Meta, a cocktail bar focusing on "classics with a playful, inclusive and contemporary twist," is slated to open the the first weekend of October at the former home of the Show-n-Tell strip club (425. W. Chestnut St.). And yes, its name is just a transposed letter off from the temporarily shuttered cocktail bar Meat, but more on that later.
"It's kind of a bar inspired by other bars, not in terms of duplicating what they're doing, but just the culture of it, the history of it," co-owner Jeremy Johnson said of Meta. Before spending six months in Chicago researching the concept that's to become Meta, Johnson was the general manager and sommelier at Blind Pig, a founding partner at Meat and a bartender at Proof on Main.
"When you think about the classic cocktail movement, there's a whole lot of meta involved in that. But what we're interested in is incorporating that culture and that history and also looking at what bartenders and bars have done over the years and all over the world, and looking at it in a more playful way."
Johnson described the cocktail menu as "rooted in classics but with a lot of modern twists." He said the cocktail list will be smaller than Meat's, about 15 drinks.
The other co-owner, Hannah Kandle, has 10 years of experience in the industry split between Minnesota (where she worked at Barbette) and Basa and Relish here.
"We're going to be one of the first seriously considered soda programs in Louisville. We're going to have a very strong non-alcoholic program as well," Johnson said. He's sourced a small French producer of grape-based syrups that use natural flavorings from the south of France. Meta will be the only bar in the United States to serve them.
"We'll have a simple wine list," Johnson said. "It's going to be probably five reds and five whites. It's going to be all French."
On draft Meta will serve craft beer, Johnson said, adding that "eventually we hope to actually brew our own beer." Meta also will offer bottled beer.
Design wise, "We really want to be rooted in a classic look. We're talking about hexagon-tiled floor. It's going to be very high end and kind of posh, but with playful elements."
Meta plans to add food service—tentatively slated to be "influenced by high street food"—eight to 18 months after opening. "There's a different approach that our generation has to getting stuff done. Brick and mortar isn't always necessarily the most important thing. What's important is a quality product presented very meticulously. And we've been inspired by the different ways people our ages have come up with ways to offer that."
As for Meta's similarity with Meat, let's just quote the exchange Johnson and Eater had:
Eater: "Your name is very similar to the bar that you used to work in. There's just one letter switched over. Was that a concern at all? Something you thought about? Something people should read anything into?"
Johnson:"I have no idea what you are talking about."
Eater: "Meta being close to Meat?"
Johnson: "Yeah, I don't know what you're talking about."

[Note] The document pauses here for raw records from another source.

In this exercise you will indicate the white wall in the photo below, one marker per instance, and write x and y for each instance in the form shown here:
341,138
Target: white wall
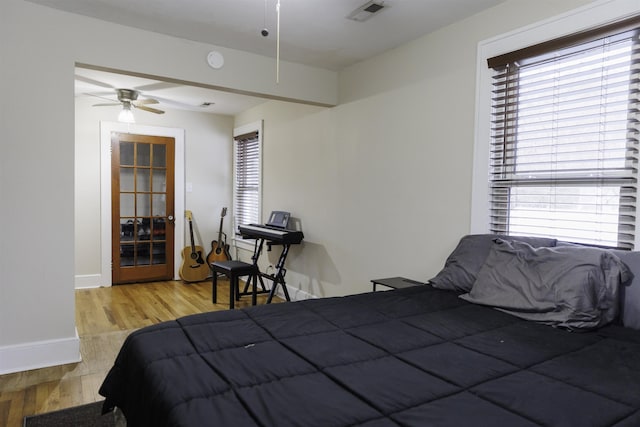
38,51
382,182
208,144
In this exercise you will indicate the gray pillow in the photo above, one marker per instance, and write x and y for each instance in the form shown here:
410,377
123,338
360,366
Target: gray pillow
466,260
630,294
575,287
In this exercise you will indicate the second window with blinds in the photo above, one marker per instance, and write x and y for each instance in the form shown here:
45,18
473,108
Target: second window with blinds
564,144
247,175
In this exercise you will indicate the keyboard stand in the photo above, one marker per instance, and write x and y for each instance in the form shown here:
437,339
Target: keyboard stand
278,277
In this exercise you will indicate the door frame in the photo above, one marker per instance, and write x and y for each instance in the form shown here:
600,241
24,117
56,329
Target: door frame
106,128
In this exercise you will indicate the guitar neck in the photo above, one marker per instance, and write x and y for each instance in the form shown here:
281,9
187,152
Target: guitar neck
193,245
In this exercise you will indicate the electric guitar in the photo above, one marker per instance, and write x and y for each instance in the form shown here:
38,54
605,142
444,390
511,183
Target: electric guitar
219,248
193,267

When asked if he was concerned about possible competition with Meat should the temporarily shuttered bar reopen (it's waiting on a new alcohol license), Johnson responded, "It's not a bar that I'm involved with anymore. I've always thought in my life, the more the merrier. I wish them the best of lucky, honestly. I can only imagine that the more high-end cocktail destinations that we have, the more people that are going to come to Louisville to check it out. I hope they get open soon and I hope that they are just as busy as I hope we are."
"There was only one nice, higher-end 4 a.m. bar. And that was Meat," Johnson said. I was one of the founders of that, that was my concept. It's not there right now. "Louisville really needs a nicer place that's late night. Any of the nicer places are usually closed by midnight." Johnson said that Meta will bring people back to the downtown area later at night.
The lease has been signed and build out of the space has begun.
"I think it's very important that Louisville support Downtown with a lot more independent establishments," Johnson said. "One of the things that Hannah and I were really keen on was bringing something to a neighborhood that really needed something a little bit elevated."
Johnson and Kandle have enlisted some industry experts to assist with the project. Eduard Seitan (a founding partner of Avec, Big Star, Blackbird, Publican and Violet Hour in Chicago ) and Chip Hamm of Doc Crows and La Coop: Bistro à Vins are leading Meta's board of advisors. The bar design and build out will be a collaboration with with David Metcalf and Corey Smith who worked on Rye on Market and the Holy Grale.